Comecei a chorar porque eu tinha matado alguém, e desacelerei o carro, mas continuava sem rumo. Foi quando percebi alguém parado no canto da pista usando uma roupa branca, mas passei muito rápido e olhando pelo retrovisor, não vi mais ninguém. Acho que imaginei coisas. Continuei meu rumo, sem saber qual era, ainda preocupado com o que tinha feito, quando percebi de novo uma pessoa parada no canto da pista. Mais uma vez olhei pelo retrovisor e não vi ninguém. Comecei passar bem mais devagar com o carro, dessa vez eu vi bem que a frente tinha alguém, agora do outro lado da pista, pensei como alguém estava em uma rodovia sob a chuva vestida uns trajes tão estranho. Fui parando o carro e passando pela pessoa, parei o carro mais à frente. Desci e voltei a pé para ver se precisava de ajuda, mas, não havia ninguém. Eu já não estava mais bêbado, ou estava? Voltei correndo para o carro, agora estava com medo. Liguei o carro, ele falhou duas vezes, mas na terceira foi. Acelerei o máximo que pude e olhando sempre pelo retrovisor, até que percebi que aquela figura de roupa branca me seguia. Como? Eu estava à 80 km por hora, como alguém estava me alcançando? Claro. Não era alguém. Era uma entidade. Eu matei uma pessoa e agora estão vindo atrás de mim em uma velocidade surpreendente. Eu via pelo retrovisor que estava se aproximando, até que sumiu. Quando olhei para frente, lá estava a figura, agora, aparada no meio da estrada. Instintivamente eu tentei desviar, mas a pista estava molhada e o carro começou a rodopiar e durante as voltar que dava eu via o vulto branco do lado de fora. Estava me olhando e agora eu que assassinei alguém, iria morrer também.
Até que o carro bateu em alguma coisa e eu apaguei.
Abri os olhos devagar e vi uma sala branca. Eu estava sobre uma maca. Hospital. Não morri, quando deveria. Estava com alguns tubos, um na minha boca inclusive, não podia falar, observei que uma enfermeira entrou, mas não vi seu rosto. Estava de costas, mas olhando melhor, não era roupa de enfermeira, apesar de ser uma roupa branca, estava um pouco molhada. Molhada? Os cabelos estavam molhados também. Rapidamente me veio à mente daquela figura na estrada, comecei a me debater, mas não conseguia gritar, não podia chamar ninguém. Quando finalmente a pessoa se virou para mim, sua face me assustou mais do que eu esperava. Era minha companheira, aquela que sufoquei no chão da minha cozinha. Estava com a cicatriz na testa da garrafa que quebrei nela. Seus olhos não tinha vida, estavam apagados, mas tinha um sorriso sádico cheio de sangue preto. Ela foi se aproximando de mim e eu me agitando cada vez mais na maca, tentando fazer o máximo de barulho, mas ninguém me escutava.

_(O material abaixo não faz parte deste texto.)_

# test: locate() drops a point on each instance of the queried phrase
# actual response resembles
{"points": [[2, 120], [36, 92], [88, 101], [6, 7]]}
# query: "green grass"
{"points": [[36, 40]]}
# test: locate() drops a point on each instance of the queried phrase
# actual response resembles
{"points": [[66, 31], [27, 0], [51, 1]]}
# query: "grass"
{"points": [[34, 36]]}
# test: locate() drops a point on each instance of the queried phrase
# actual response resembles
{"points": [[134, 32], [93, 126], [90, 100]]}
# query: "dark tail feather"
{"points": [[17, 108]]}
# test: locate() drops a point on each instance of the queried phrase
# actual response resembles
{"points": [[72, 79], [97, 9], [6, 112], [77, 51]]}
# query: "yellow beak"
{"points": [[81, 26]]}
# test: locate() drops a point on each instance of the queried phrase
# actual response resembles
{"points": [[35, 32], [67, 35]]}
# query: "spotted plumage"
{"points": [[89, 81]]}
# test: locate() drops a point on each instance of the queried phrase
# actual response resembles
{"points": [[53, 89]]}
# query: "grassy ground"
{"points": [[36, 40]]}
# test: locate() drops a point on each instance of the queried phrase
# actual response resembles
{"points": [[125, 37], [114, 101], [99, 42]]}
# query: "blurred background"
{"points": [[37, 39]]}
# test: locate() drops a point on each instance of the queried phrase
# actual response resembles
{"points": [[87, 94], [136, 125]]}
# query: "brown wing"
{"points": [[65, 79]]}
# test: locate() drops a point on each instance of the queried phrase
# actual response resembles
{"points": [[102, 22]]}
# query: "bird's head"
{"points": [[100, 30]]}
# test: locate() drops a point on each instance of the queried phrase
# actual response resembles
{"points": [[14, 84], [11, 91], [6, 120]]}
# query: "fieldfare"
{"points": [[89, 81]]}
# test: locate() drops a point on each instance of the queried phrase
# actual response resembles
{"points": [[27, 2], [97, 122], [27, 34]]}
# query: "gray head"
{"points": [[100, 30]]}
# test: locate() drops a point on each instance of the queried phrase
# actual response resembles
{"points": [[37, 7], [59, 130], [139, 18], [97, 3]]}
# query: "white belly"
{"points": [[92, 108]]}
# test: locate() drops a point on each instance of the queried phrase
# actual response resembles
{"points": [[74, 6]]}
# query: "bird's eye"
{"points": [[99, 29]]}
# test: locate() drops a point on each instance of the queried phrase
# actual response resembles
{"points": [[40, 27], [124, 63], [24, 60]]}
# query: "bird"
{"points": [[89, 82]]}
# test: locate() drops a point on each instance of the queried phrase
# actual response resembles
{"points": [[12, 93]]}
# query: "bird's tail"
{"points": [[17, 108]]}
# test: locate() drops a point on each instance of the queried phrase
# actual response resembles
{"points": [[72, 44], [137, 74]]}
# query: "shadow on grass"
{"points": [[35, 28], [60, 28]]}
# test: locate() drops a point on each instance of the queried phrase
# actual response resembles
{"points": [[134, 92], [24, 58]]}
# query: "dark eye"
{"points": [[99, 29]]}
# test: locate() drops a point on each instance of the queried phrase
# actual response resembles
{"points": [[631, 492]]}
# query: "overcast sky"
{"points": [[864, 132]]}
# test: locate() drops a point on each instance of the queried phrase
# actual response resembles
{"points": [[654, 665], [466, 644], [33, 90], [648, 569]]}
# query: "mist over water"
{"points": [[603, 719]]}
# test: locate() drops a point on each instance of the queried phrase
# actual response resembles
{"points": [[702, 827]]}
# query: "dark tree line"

Ela subiu em cima de mim, e pesava muito, como ela conseguia pesar tanto sendo bem menor do que eu? E ao se aproximar de minha face com aquele rosto amedrontador, suas mãos enormes apareceram, não, não era as mãos dela, aquelas mãos eram enormes. E a colocou sobre meu nariz, tirando minha respiração. Meus pulmões começaram a queimar em busca de oxigênio, mas aquele peso me impedia de me mexer, e então, começou a escurecer tudo em minha volta. A última coisa em minha memória foi o rosto dela, mas não o dela, o rosto horrível desconfigurado da morte.